Consolidated paper prototype feedback into revised user flow. Built mid-fi wireframes with a teammate. Created the complete hi-fi prototype in Figma, incorporating all iteration feedback.
Our initial flow began with a login or sign up choice, prompted users for GPS and notification permissions, then guided them to the home screen to add vehicle and maintenance details.





After consolidating paper prototype feedback, I revised the flow to defer permission requests until contextually relevant — and added local deals and a maintenance snapshot to the home screen based on the most positively received features.

User flow revisions moved permission requests further into the onboarding process — giving users context before asking for GPS or notifications. Local deals feature was fleshed out as a core home screen element.





We conducted five moderated user tests with three defined tasks. All tasks were completed successfully. Feedback was captured on sticky notes, organized by theme, and run through a frequency chart and 2×2 prioritization matrix to shape the hi-fi iteration.

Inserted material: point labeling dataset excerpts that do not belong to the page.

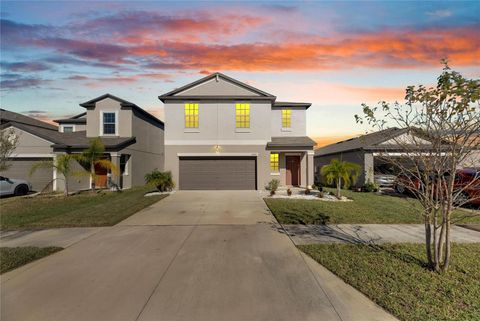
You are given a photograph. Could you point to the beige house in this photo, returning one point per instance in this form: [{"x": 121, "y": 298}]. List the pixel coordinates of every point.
[
  {"x": 225, "y": 134},
  {"x": 132, "y": 137}
]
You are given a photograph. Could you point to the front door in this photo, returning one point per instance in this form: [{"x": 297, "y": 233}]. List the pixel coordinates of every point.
[{"x": 293, "y": 170}]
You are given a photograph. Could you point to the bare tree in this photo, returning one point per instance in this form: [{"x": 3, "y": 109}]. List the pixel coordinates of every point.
[
  {"x": 441, "y": 128},
  {"x": 8, "y": 143}
]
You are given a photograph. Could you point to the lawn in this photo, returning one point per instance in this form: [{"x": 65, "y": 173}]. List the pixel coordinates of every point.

I built the complete hi-fidelity prototype in Figma, incorporating all testing feedback. The team's logo and hero car image were provided by a teammate; all other screens, interactions, and UI design are my own work.

The research-driven pivot was the defining moment of this project — it made the app more useful and more broadly relevant. The streamlined notification-based approach and clean interface achieved exactly what we set out to do for the average car owner.